They probably won’t believe you.
We know from a lot of different stories and reports that college graduates are hurting, with unprecedented numbers moving back to live with their parents. Now the San Francisco Federal Reserve has released an “Economic Letter” reporting that wage growth for recent college graduates is especially slow. According to the Wall Street Journal, the “median weekly earnings” of college graduates with fulltime jobs rose 5.9 percent from 2007 to 2014, while the same earnings rose fifteen percent for all fulltime workers. These numbers don’t even take inflation into account, so that, as far as we know, actual buying power might not have risen even that much.
“With few exceptions, wage growth has been limited in all occupational groups for recent graduates,” the economists wrote, presenting “a clear pattern of low earnings growth for most categories.” The wage gap has been larger and more persistent than in past recessions, which they attributed to underlying weakness in the economy.
So, if by some chance you are one of the college graduates who manages to get a job, even then you are still hurting.
The WSJ writer seems to want to explain the problem as the residual effect of the recession which “ended in June 2009.” It isn’t uncommon for those who graduate during a recession to feel the effects for many years in their income. But the quotation above shows that even the San Francisco Federal Reserve believes more is going on. Maybe the recession ended according to the official definition, but this hardly feels like a recovery. Our college graduates are experiencing “a larger and more persistent wage gap.”

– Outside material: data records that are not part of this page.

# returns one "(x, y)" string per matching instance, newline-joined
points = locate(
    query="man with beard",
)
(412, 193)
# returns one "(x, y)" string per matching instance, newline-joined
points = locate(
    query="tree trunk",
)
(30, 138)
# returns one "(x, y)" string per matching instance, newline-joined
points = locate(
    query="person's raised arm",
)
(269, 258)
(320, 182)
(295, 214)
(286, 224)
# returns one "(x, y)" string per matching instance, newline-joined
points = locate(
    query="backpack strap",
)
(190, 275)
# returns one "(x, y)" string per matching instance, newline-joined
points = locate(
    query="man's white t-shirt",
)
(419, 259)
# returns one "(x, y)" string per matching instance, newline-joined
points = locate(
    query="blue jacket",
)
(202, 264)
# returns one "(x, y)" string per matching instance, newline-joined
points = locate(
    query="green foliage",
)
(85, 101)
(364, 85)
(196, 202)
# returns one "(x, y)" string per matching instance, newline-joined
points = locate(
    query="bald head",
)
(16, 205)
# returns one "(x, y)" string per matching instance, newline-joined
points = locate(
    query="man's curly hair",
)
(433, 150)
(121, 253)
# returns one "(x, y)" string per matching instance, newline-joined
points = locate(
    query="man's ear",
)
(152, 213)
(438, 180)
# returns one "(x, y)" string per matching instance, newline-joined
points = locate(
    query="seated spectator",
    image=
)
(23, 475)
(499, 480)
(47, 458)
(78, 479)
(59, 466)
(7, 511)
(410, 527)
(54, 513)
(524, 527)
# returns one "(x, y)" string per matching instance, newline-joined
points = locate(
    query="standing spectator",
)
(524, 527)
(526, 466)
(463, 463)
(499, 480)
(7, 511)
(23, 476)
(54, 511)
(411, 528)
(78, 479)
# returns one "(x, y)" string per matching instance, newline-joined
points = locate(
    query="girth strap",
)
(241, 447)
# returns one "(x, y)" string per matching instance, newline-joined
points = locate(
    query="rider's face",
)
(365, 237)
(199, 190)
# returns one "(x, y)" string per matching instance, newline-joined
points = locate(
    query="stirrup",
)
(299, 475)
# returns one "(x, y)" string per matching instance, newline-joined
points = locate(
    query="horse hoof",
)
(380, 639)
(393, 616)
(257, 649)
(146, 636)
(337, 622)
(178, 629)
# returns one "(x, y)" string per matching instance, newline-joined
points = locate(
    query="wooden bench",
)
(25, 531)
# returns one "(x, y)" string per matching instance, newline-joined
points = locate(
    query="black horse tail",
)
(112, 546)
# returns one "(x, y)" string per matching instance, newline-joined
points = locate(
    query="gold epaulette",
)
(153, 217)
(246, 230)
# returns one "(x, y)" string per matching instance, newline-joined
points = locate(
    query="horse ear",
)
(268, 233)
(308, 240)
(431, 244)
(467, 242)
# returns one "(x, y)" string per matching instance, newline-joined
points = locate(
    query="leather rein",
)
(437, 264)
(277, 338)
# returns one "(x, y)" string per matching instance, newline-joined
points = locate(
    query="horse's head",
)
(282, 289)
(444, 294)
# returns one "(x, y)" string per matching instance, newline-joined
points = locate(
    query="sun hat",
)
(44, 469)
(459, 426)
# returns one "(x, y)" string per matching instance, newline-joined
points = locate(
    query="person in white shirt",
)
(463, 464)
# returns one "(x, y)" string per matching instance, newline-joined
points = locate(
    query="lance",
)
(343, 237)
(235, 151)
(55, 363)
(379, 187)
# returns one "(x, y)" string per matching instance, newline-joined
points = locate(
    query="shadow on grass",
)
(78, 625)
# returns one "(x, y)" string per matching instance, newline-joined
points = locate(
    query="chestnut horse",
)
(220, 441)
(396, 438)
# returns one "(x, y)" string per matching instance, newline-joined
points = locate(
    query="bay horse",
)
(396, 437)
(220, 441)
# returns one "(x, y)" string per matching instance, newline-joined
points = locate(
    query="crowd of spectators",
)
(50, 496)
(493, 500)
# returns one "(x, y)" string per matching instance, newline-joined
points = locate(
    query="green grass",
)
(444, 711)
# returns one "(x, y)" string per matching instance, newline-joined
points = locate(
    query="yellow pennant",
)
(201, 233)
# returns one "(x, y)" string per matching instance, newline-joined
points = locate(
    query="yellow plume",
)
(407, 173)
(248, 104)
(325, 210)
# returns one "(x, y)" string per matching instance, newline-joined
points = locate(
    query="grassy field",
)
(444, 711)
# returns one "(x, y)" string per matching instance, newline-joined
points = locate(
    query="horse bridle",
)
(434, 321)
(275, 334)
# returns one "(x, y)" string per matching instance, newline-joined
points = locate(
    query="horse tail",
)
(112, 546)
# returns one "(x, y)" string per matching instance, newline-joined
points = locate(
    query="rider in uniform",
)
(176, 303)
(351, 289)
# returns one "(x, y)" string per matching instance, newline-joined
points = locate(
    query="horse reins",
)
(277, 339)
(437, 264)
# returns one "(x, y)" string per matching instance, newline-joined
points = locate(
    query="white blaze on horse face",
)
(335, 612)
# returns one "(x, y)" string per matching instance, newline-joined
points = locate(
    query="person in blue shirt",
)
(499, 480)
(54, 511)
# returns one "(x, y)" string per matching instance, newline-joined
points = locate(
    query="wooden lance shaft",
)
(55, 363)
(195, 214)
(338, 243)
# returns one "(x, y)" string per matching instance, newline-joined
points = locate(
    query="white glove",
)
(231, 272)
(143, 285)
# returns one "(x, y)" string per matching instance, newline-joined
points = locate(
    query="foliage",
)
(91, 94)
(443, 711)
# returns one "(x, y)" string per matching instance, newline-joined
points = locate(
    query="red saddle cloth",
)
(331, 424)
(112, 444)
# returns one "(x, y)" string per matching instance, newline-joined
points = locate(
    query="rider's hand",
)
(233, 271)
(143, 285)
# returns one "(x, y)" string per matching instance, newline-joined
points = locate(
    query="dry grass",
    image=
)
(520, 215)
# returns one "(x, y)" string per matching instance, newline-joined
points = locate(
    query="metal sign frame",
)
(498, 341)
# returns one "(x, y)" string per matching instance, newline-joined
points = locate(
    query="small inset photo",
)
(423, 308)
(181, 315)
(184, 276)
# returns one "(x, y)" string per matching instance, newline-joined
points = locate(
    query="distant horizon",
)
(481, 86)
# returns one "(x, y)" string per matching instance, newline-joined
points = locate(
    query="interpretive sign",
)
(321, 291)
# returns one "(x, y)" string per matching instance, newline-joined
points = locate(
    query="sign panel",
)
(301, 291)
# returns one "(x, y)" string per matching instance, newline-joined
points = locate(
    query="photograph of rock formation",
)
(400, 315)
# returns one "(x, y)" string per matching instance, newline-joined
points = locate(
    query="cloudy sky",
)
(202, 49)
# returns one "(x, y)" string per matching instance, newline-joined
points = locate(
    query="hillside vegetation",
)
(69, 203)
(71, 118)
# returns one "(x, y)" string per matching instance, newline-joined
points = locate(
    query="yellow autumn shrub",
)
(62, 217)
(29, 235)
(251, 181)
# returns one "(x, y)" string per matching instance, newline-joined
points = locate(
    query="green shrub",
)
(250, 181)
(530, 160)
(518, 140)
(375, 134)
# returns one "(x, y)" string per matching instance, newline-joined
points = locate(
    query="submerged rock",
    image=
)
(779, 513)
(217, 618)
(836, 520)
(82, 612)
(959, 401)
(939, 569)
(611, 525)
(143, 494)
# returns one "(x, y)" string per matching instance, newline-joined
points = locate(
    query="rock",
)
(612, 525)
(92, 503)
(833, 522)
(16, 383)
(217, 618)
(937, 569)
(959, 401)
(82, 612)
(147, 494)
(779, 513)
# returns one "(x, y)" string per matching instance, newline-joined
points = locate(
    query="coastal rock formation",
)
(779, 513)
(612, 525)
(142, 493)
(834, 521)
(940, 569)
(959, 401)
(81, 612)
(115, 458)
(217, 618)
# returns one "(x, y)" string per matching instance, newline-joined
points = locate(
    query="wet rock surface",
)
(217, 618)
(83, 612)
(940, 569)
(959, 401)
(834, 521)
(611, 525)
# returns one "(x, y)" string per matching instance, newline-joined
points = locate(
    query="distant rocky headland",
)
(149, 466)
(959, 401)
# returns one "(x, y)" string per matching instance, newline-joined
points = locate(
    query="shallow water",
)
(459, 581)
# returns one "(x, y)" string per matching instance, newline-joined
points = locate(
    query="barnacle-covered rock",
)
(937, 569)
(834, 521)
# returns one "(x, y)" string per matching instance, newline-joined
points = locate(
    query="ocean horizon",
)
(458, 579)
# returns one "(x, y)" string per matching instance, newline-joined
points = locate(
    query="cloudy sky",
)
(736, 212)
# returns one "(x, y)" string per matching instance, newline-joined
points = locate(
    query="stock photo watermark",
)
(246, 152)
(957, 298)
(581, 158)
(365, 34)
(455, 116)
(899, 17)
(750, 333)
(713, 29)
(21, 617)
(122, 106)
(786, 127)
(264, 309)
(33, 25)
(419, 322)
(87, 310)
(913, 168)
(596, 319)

All of this raises the question, Was going to college worth the money and the lost time?
We know that many people argue strongly that college is well worth the cost, even if it means a debt load. But I am skeptical. Typically I hear arguments based on comparing college graduates to all people who didn’t graduate from college. That’s not a relevant comparison. We need to see arguments that carefully compare college graduates to people who could have graduated from college but chose a different path.
In the mean time, lower wages and lowered expectations of future wages will have consequences for birth rates. People will put off childbearing and reduce the number of children because money is tight.
This will mean that there will be negative economic consequences felt far into the future.
So what has Barack Obama’s administration done to improve the economy? Nothing! I keep waiting for another laughable spate of stories about how the Administration is “now” going to make jobs a “number one priority. But the White House seems to have decided to not even bother pretending.
Obama didn’t make the economy in 2008, but it is his responsibility that he has left it as bad or worse in 2014.